Hooked Up and Holding  –  What's better: taking a mooring or dropping your anchor? Every sailor has his own opinion, of course, but if faced with a choice, many experienced sailors prefer to drop an anchor. The reasons are fairly simple—if you know your boat and its gear then you can drop a hook with confidence. Who knows what lies beneath the mooring ball? It could be tied to the seabed with dental floss.  Or worse, attached by only a few crumbs of rusted iron.

I've recently had the pleasure of watching sailors from all over the globe, aboard charter yachts and tricked-out cruising vessels, happily pick up a mooring close to the Tui Marine base. I happen to know that the mooring ball is attached to a tiny Danforth anchor and is more suitable for tying up a surfboard than a heavy-displacement yacht. However, dumb luck and favourable breezes have kept most of these yachts from harm. What's most surprising is the almost absurd amount of trust that these sailors place in a length of rope and a plastic sphere.


A nice aluminium cruising yacht recently abandoned this mooring in favour of deploying its trusty anchor. Having dropped his hook, the sailor started to back down to set the anchor. The surprise on the faces of the couple on this boat was plain to see from quite a way off. The boat started to back down and kept on backing as the anchor chain snapped taut and then slacked off again. Nothing seemed to get the anchor to set—in exasperation, they hauled in their chain and found, hanging from their anchor, the remnants of an inflatable dinghy. Somehow they had hooked a dink and had dragged it around the anchorage, narrowly missing several boats close by.
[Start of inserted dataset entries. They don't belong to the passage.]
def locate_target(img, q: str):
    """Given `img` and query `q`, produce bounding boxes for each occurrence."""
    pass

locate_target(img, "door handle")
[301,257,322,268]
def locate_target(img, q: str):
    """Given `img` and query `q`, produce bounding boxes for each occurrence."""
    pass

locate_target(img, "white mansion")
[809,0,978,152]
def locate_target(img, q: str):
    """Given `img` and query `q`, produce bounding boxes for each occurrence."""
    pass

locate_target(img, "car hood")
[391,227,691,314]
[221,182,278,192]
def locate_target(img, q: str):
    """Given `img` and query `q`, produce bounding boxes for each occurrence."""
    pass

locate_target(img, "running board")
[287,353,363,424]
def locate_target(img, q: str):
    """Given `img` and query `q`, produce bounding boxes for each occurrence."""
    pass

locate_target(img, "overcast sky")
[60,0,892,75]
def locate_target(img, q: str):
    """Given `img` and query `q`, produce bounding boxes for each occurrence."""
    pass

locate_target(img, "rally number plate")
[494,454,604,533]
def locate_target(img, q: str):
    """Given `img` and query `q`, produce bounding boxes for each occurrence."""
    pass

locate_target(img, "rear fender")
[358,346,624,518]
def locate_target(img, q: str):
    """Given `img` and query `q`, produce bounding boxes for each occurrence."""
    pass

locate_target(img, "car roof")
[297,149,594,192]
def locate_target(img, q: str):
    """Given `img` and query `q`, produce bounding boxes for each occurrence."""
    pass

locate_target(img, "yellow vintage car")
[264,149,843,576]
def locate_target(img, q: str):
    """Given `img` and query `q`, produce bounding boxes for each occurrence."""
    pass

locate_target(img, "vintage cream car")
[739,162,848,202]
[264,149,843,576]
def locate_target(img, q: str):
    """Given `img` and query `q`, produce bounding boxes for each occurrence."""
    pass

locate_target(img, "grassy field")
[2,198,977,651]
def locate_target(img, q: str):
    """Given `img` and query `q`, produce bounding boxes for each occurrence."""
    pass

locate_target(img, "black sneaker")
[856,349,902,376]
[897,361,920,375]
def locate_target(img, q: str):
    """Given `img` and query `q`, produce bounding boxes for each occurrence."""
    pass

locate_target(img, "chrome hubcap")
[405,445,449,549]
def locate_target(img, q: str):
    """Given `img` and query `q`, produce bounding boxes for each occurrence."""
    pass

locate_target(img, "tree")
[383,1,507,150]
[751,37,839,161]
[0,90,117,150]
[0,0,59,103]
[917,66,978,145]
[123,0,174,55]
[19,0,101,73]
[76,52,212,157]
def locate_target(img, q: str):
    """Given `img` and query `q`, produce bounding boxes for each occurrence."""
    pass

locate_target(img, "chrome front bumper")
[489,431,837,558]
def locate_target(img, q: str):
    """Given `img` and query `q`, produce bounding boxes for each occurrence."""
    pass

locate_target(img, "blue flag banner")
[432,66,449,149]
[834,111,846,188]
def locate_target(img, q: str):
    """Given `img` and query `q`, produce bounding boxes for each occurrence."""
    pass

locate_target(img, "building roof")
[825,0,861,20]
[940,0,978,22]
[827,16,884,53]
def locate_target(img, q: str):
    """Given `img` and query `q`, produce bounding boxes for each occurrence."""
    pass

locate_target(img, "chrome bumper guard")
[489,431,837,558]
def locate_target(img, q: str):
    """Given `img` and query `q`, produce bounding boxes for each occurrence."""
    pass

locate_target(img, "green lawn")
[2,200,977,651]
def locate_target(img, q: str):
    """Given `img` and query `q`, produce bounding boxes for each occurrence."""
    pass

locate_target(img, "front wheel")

The next challenge was to remove the dinghy from the flukes of their anchor before motoring away in search of safer haven.

Busy harbours can often mean messy seabeds. There may be old chain and mooring gear, dinghies, engine blocks or even supermarket trollies littering the bottom. One common solution to the problem of fouled gear is to float a trip line from the anchor, using a fender for flotation. This way if your anchor fouls on chain or other impediments you can work the trip line from your dinghy and pull the anchor out from beneath the obstruction. 


Often, it is smart to swim over the anchor if the visibility is decent. This way you'll know just what is down there and how your anchor is set. Many times I have been surprised to find my anchor lying happily on its side with not a piece buried, even though I would swear it had set. It's best to find these things out before that 40-knot squall blows through the anchorage and sets your boat wandering.

Mostly, the moorings to be found in designated areas such as the Bight and Cooper Island and so forth can be trusted. It's those anonymous looking balls that so conveniently are still available when all around them are occupied that ought to make a sailor nervous.